Project 5 / Face Detection with a Sliding Window

In this project, I implemented Dalal and Triggs with sliding windows. Below are the details of the implementation

Get positive features and negative features

In get_positive/negative_features.m, I collected hog features of both positive templates (examples with faces) and negative examples(pictures without faces). I converted pictures into single format and called vl_hog function to get HOG features from these pictures.

One thing to notice in get_negative_features.m is that I tried getting negative features for different scales since in the run_detector function we classify windows at multiple scales. However, the average accuracy dropped about 3% with same values on other parameters like cell size and threshold. So I decide to just randomly select negative features at fixed scale.

Train classifier

this function is relatively straightforward. All I needed to do is to create labels for positive and negative examples and train the classifier. I tested out with several small lambda numbers but they don't seem to affect the accuracy too much. So I kept the value as 0.0001.

Run detector

The tricky part of the function is to figure out the corresponding position between parts of the original test pictures and scales images that are likely to be faces.
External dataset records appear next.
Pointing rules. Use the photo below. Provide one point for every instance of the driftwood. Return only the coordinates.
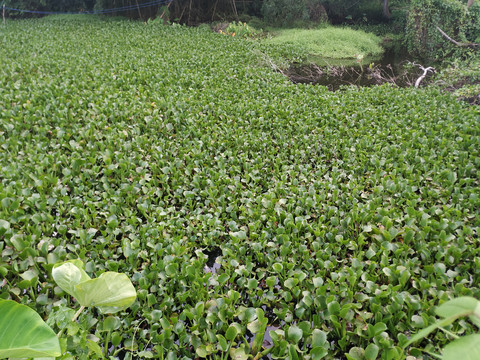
(473, 45)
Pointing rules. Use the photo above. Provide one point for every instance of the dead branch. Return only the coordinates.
(456, 42)
(425, 72)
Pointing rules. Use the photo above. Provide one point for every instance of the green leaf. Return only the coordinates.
(93, 346)
(318, 353)
(355, 353)
(232, 331)
(371, 352)
(68, 275)
(238, 354)
(4, 226)
(222, 343)
(319, 338)
(458, 307)
(110, 292)
(23, 333)
(294, 333)
(464, 348)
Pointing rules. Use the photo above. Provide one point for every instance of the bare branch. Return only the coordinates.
(456, 42)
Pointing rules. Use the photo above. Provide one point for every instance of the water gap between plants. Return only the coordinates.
(393, 67)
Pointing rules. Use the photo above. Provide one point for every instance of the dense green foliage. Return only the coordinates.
(330, 42)
(453, 17)
(228, 194)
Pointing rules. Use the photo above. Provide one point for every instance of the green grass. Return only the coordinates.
(330, 42)
(155, 150)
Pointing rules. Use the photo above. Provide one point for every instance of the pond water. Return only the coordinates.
(393, 67)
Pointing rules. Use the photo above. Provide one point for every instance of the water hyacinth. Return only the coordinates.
(252, 215)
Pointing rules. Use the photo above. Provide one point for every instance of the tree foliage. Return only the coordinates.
(454, 17)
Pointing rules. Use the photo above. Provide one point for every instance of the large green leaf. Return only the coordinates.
(68, 275)
(23, 333)
(110, 292)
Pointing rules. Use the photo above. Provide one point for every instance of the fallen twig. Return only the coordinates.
(456, 42)
(425, 72)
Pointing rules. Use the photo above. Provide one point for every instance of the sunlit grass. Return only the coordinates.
(331, 42)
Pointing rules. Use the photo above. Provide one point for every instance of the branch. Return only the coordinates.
(456, 42)
(425, 72)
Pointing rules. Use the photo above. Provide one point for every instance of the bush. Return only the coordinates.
(241, 29)
(284, 12)
(422, 36)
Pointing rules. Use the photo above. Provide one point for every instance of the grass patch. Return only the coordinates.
(232, 198)
(331, 42)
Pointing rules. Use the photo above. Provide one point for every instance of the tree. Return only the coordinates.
(386, 11)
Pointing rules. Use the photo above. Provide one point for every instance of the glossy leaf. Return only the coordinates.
(23, 333)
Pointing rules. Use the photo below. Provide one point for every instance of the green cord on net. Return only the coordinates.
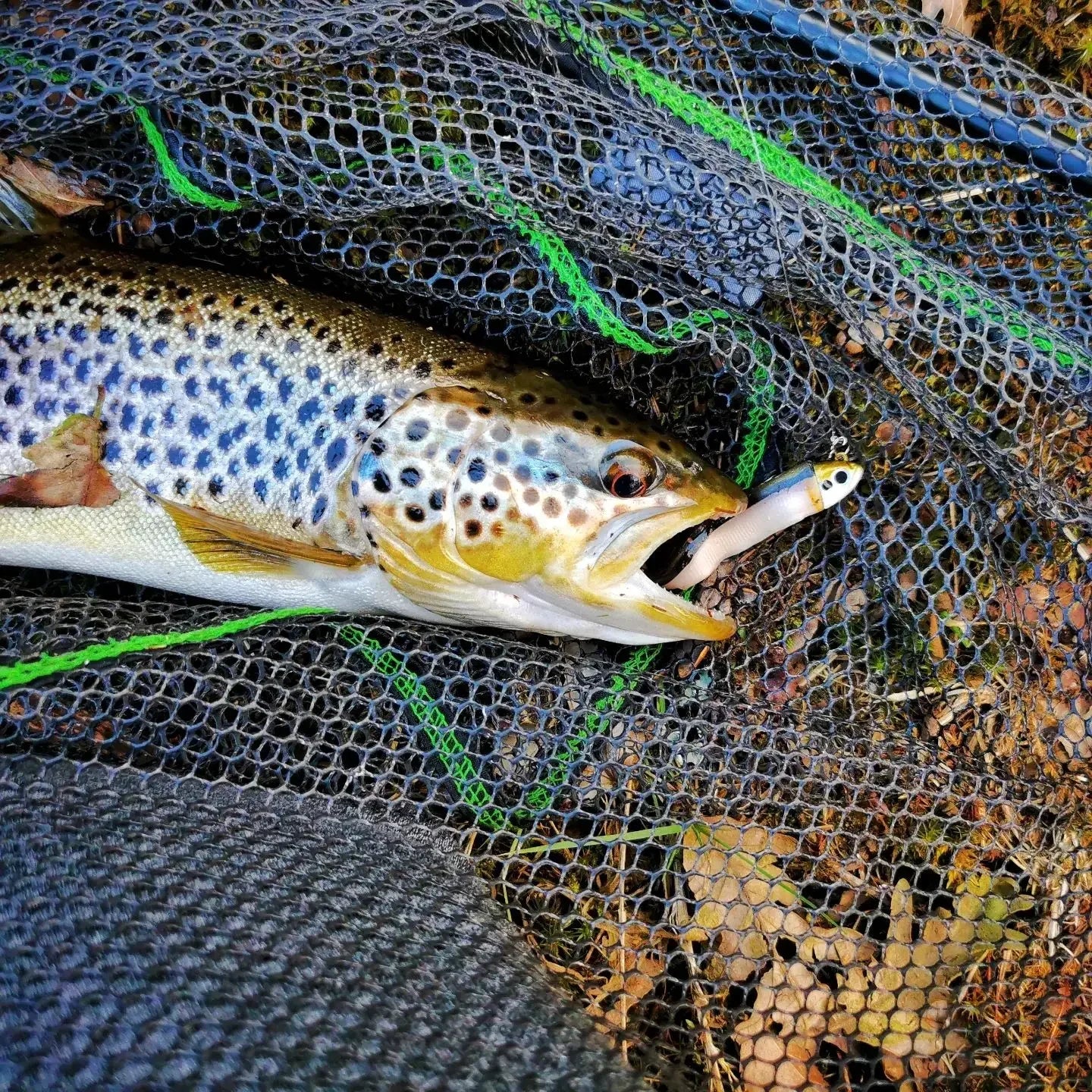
(30, 670)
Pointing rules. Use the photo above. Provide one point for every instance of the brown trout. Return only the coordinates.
(250, 442)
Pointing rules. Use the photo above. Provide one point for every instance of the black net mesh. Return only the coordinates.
(851, 846)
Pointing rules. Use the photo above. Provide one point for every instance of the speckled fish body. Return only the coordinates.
(267, 446)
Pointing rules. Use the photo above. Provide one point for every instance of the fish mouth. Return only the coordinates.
(673, 555)
(661, 556)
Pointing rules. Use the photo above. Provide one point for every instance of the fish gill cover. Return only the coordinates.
(850, 848)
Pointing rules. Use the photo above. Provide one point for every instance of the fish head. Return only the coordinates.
(524, 489)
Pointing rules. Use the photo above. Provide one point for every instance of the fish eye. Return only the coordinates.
(630, 472)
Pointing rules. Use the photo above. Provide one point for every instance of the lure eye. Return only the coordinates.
(628, 473)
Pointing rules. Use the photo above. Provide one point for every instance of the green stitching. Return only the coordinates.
(30, 670)
(757, 425)
(454, 757)
(756, 148)
(174, 176)
(563, 263)
(171, 173)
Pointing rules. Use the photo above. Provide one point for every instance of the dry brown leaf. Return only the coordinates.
(635, 965)
(69, 469)
(60, 196)
(952, 14)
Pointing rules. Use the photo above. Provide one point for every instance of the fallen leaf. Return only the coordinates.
(47, 188)
(69, 472)
(952, 14)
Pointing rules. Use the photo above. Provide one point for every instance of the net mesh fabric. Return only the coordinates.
(851, 846)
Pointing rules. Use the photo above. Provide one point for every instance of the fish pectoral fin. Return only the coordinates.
(226, 545)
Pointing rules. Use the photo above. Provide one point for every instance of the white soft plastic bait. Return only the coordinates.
(780, 503)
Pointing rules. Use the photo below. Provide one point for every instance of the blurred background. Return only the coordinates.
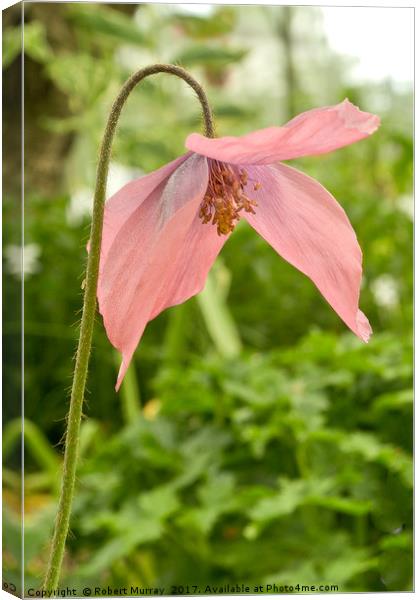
(254, 440)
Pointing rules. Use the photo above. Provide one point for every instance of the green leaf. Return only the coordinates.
(103, 20)
(209, 56)
(219, 321)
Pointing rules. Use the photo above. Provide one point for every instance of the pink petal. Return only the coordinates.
(302, 221)
(313, 132)
(159, 256)
(121, 205)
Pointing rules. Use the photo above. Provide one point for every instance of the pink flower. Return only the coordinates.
(163, 232)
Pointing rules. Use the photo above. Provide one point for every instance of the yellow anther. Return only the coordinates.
(225, 197)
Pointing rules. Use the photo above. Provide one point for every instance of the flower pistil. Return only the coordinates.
(225, 197)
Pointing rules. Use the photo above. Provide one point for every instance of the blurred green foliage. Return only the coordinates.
(254, 439)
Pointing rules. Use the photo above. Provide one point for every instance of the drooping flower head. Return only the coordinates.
(162, 232)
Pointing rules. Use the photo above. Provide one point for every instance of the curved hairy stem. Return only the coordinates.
(89, 306)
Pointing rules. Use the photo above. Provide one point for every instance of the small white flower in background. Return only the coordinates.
(81, 201)
(406, 205)
(385, 290)
(30, 253)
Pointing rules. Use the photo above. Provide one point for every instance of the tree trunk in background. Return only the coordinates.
(285, 31)
(45, 151)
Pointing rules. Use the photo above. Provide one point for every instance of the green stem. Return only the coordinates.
(61, 526)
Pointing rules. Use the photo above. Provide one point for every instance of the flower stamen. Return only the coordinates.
(225, 197)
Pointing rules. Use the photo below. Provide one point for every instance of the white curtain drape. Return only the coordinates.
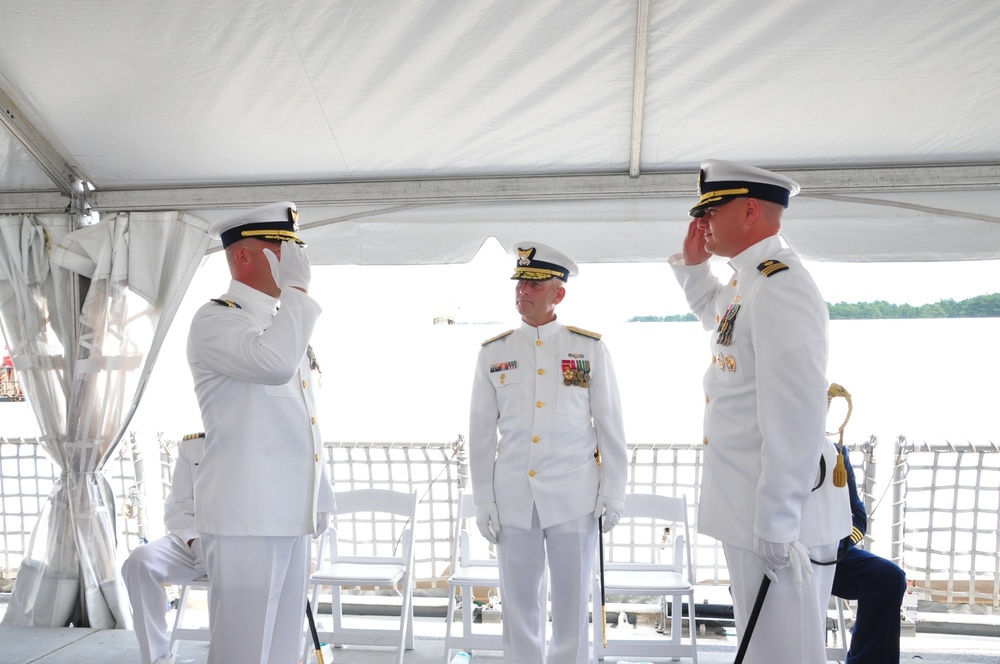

Example of code with highlighting


%example code
scale_min = feature_params.template_size / min(size(img));
    for d = scale_min : 0.05 : 1
        scale_img = imresize(img, d);
        hog_space = vl_hog(scale_img, feature_params.hog_cell_size);
        height = floor(size(scale_img, 1) / feature_params.hog_cell_size);
        width = floor(size(scale_img, 2) / feature_params.hog_cell_size);

        window_hog = zeros((height-range+1)*(width-range+1), range^2*31);
        for k = 1 : height-range+1
            for j = 1 : width-range+1
                patch = hog_space(k:k+range-1, j:j+range-1, :);
                patch = reshape(patch, 1, range^2*31);
                window_hog((k-1)*(width-range+1)+j, :) = patch;
            end
        end

        scores = window_hog * w + b;
        indices = find(scores > 0.5);
        scale_confidences = scores(indices);

				%transform the one row to corresponding face boundaries
        row_num = floor(indices / (width - range + 1));
        col_num = mod(indices, width - range + 1);
        row_num(find(col_num == 0)) = row_num(find(col_num == 0)) - 1;
        col_num(find(col_num == 0)) = width - range + 1;

I would like to highlight several decisions and parameter values in this part

Results in a table

Example of detection on the test set.

Precision Recall curve.

Above are the two visualizations for the picture taken during the class. The one on the left is with 0.5 threshold, and the one on the right is with 0.75 threshold. From the comparisons we can see that overall the picture with higher threshold has less false positive boxex (detections).On the other hand, most faces are correctly detected.